Designing Rovo’s Character
My experience with model design and behavioral evals at Atlassian.
2025 - Present
Context
Rovo is an AI assistant built into Jira and Confluence, also available standalone on web and mobile. It uses all the information a company stores across connected apps, allowing people to find what they’re looking for instantly, answer questions in a chat, write and summarize content, and handle repetitive tasks using agents.
I’d worked on Rovo for a long time, primarily focused on content-related growth experiments aimed at helping users discover and adopt chat and search, and connect more third-party apps (without those connections, Rovo wasn’t terribly useful).
By summer of 2025, Rovo was pretty fast, accurate, and visually polished. We were out to the races launching more connectors, agents, and the mobile and desktop apps. However, we had largely ignored how Rovo spoke and acted. Like a beautiful person with a boring personality, talking to Rovo just wasn’t as enjoyable as one would hope.
Problems
Too many words: Rovo gave long, rambling answers that barely fit in the chic little floating modal our design team meticulously crafted. So users got tired of scrolling and simply gave up.
One voice for every job: Rovo spoke the same way everywhere. It didn't understand that someone using Jira is trying to finish a task, while someone in Confluence is trying to tell a story or learn something new.

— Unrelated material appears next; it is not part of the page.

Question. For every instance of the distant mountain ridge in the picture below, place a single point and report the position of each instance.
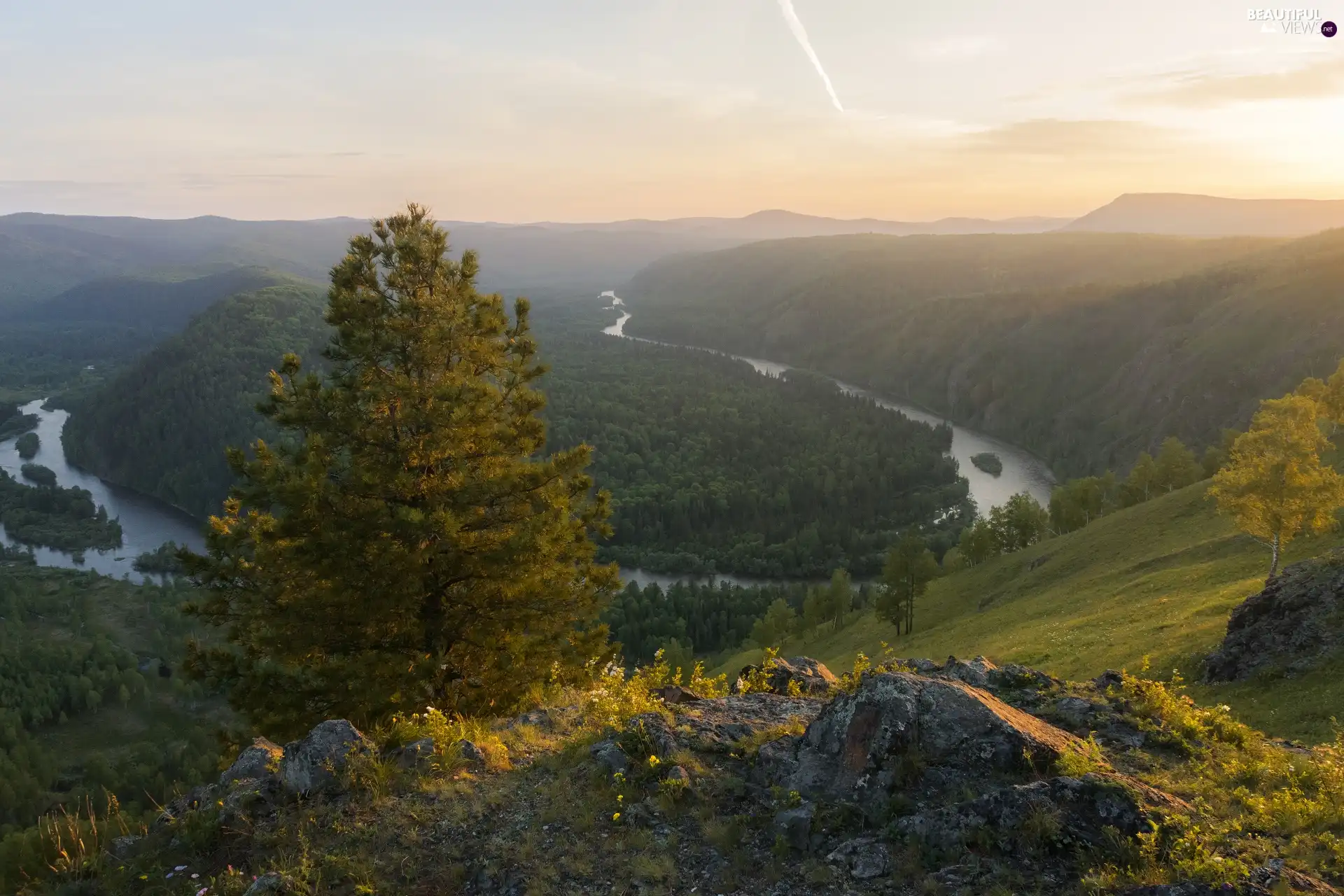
(1194, 216)
(777, 223)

No personality: Authentic, I suppose, but Rovo truly spoke like a machine. It didn't need to be a poet, but its voice was flat and robotic. It lacked the rhythm and warmth that makes a conversation feel natural.
Our goals
We had no way to measure if a conversation was "good" or "bad." A small team of content designers stepped in to fix this. Like soul to skin, we believed that Rovo’s character is just as important as its UI and performance. If we didn't give Rovo a personality now, it would only get harder and more expensive to fix later as the system scaled.
Evaluation framework
I built our first eval to test how Rovo speaks. Other teams were measuring accuracy. The only thing I cared about if the conversation felt right. I graded Rovo on a scale of 1 to 5 across four types of work:
Quick questions: Simple, one-turn asks.
Getting things done: Following commands to finish a task.
Big projects: Planning work that takes many steps.
Confusing requests: Handling prompts where the user’s goal isn't clear.
The goal was to see if Rovo could be helpful and human without losing its way.
Methodology
The process was slow but simple. And it proved to leadership that Rovo’s character was worth the investment, which set us up for running more complex and automated evals.
We followed a simple loop:
Pick a task: Choose a specific scenario, like planning a project.
Talk to Rovo: Run a conversation for 3 to 5 turns.
Score the results: Grade against our evaluation criteria. Jot notes.
Find patterns: Spot where Rovo thrived and where it failed.
Tweak system prompt: Rewrite Rovo’s constitution, so to speak.
Compare: Put two versions side-by-side to see which felt closer to target.
To speed things up, I built a "Character Lab" in Replit. It was a simple tool that let other teams play with Rovo’s multiple personalities, and edit the system prompts to see how small edits created ripple voice shifts in real-time.
Outcomes
This work fundamentally changed how we think about AI experiences at Atlassian. While Rovo’s character is still and always be a work in progress, we achieved four main things:
A shared yardstick: We finally agreed on what a "good" conversation looks like.
A repeatable path: We have a clear way to test and improve how the bot speaks.
Better foresight: We can now see how small changes in rules affect behavior.
A solid foundation: We created a baseline to eventually let the system grade itself.
The "Character Lab" started as a prototype, but it became the best way to demonstrate to leadership why character matters. It also started a bigger conversation: how can we let users eventually choose their own version of Rovo?
Next steps
My new mission is to help Rovo naturally adapt to the person using it, not just its environment; and allow users to explicitly set their preferences, for example, in some sort of customer-facing version of my original character lab.
Every user is different: some want a brief answer, others want every detail. Some trust the AI right away, while others need to see the receipts.
I am now leading the work to build a system that:
Reads the room: Understands a user’s mood and style by how they interact.
Changes its shape: Gives short answers or long explanations depending on what the user needs in the moment.
Stays safe: Honors the essential guardrails, no matter how much its voice changes per inferred or explicit personalization.